On Sat, Oct 25, 2014 at 01:17:33PM -0500, D. Jared Dominguez wrote:
> Out of curiosity, why ntpd/ntpdate instead of chrony? Chrony is
> designed to work well on both mobile systems and servers. As I
> understand, it's also the default of current Fedora and RHEL 7.
Having chrony default on RHEL/Fedora is only half a reason for me; what
are the interactions between the Ubuntu chrony package and the Ubuntu
desktop today? In particular, I'm thinking about interactions with DHCP,
boot time, if-up.d, any UI on the desktop itself, etc. And what about
the flavours? Do we know that the Ubuntu chrony package is a drop-in
replacement for ntpdate on all Ubuntu desktops today, and won't cause
any issues? And how do we know this?
These concerns are also why I'm focusing on server for now, and am not
proposing to do this for desktop right now. And then if this change does
not concern desktops, then what advantages does chrony have over ntpd on
servers?
ntpd/ntpdate has been the historical standard option. It's in main in
Ubuntu. According to Ubuntu popcon results:
#<name> is the package name;
#<inst> is the number of people who installed this package;
#<vote> is the number of people who use this package regularly;
#<old> is the number of people who installed, but don't use this package
# regularly;
#<recent> is the number of people who upgraded this package recently;
#<no-files> is the number of people whose entry didn't contain enough
# information (atime and ctime were 0).
#rank name inst vote old recent no-files (maintainer)
175 ntpdate 2684883 73461 2607034 3296 1092 (Debian Ntp Team)
2764 ntp 381958 10762 369315 1745 136 (Debian Ntp Team)
31365 chrony 1167 54 1112 1 0 (John Hasler)
(ntpdate in Ubuntu is presumably skewed upwards because it's installed by
default)
I don't see systemd-timesyncd in Ubuntu popcon results at all. Dimitri,
what's the reason for this, please?
and from Debian:
#rank name inst vote old recent no-files (maintainer)
1239 ntp 63593 34862 26282 2430 19 (Debian Ntp Team)
1669 ntpdate 43982 24994 17671 1297 20 (Debian Ntp Team)
10999 chrony 867 683 158 26 0 (Joachim Wiedorn)
94725 systemd-timesyncd 2 0 0 0 2 (Not in sid)
I'm seeking just to make default what people already use. My goal is to
make the time correct on Ubuntu server systems by default. Currently I'm
of the opinion that the daemon used doesn't really matter; all options
are by far good enough in standard use cases, and users of obscure use
cases have the option of switching to another.
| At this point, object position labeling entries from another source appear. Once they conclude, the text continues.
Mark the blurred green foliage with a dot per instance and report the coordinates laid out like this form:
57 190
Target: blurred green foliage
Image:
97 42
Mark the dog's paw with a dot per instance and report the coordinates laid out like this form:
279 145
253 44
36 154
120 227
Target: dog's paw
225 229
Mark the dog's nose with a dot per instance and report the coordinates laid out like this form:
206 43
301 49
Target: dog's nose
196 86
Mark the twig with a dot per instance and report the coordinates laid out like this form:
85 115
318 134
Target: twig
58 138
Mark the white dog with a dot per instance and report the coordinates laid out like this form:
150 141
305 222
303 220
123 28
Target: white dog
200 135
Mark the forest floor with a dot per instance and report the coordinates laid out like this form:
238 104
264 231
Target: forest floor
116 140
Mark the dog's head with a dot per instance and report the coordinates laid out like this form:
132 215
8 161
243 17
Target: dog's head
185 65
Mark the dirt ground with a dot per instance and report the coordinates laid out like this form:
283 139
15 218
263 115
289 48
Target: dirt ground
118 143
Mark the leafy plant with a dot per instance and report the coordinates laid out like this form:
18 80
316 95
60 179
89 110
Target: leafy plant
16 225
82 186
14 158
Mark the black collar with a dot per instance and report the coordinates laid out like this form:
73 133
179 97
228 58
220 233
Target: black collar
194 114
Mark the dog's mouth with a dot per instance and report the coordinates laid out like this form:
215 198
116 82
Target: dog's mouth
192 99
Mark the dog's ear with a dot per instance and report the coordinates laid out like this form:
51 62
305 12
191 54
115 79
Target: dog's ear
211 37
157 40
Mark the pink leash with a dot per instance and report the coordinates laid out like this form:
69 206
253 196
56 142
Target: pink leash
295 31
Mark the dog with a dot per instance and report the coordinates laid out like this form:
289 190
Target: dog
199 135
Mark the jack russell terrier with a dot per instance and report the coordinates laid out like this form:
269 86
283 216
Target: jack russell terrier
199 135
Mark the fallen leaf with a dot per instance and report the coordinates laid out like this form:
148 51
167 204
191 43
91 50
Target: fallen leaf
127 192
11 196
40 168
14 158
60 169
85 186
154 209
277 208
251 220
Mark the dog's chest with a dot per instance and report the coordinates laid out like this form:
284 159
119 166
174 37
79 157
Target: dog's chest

I'm prepared to have my opinion swayed by evidence, but in the absense
of any evidence to the contrary, I'm not prepared to put effort into
picking some other solution and making it the default for no good
reason.
Given that my goal is to make things work by default, and what I do here
will impact pretty much all Ubuntu server users, it seems particularly
risky for me to also seek to switch the standard solution to another
daemon first; particularly when popcon shows us that these alternative
options are nowhere near as well tested and widely deployed. I'd rather
just get time working better by default from the next Ubuntu release;
coordinating a switch to another system and mitigating the risk this
imposes could potentially just delay this.
My understanding of the server world is that your average sysadmin who
needs time sync (ie. pretty much all of them) just "apt-get install ntp"
(or add the package to configuration management) and then don't worry
about it. They have already widely tested the ntp package for us. I'm
far less worried about breaking users by just making ntp the default,
than to favour and then push other projects instead.
On the other hand, if others want to take on the work of making chrony
and/or systemd-timesyncd excellent experiences in Ubuntu (presumably in
universe), then I welcome this work. When they are working well, looked
after in Ubuntu well, and either widely deployed or have somebody
familiar with it considering all the necessary use cases, *then* maybe
we should have a conversation about whether they should replace ntp in
main and whether they should be the default.
For the same reason, I think it makes sense to limit the change to
servers for now. But If somebody else wants to take on consideration and
testing of all the possible desktop use cases too, take on the
responsibility of dealing with any consequences of the change there, and
make the change at the same time, then please step up!
On Wed, Oct 22, 2014 at 05:18:29PM +0100, Dimitri John Ledkov wrote:
> I'd be in-favor for Ubuntu to adopt systemd-timesyncd.
Why? When I looked after you originally posted this, I could find
nothing to tell me why systemd-timesyncd is a better solution. And are
you proposing to take this work on, or are you asking me to also bring
systemd-timesyncd into Ubuntu at the same time as making it default and
(presumably) relegating ntp to universe in Ubuntu?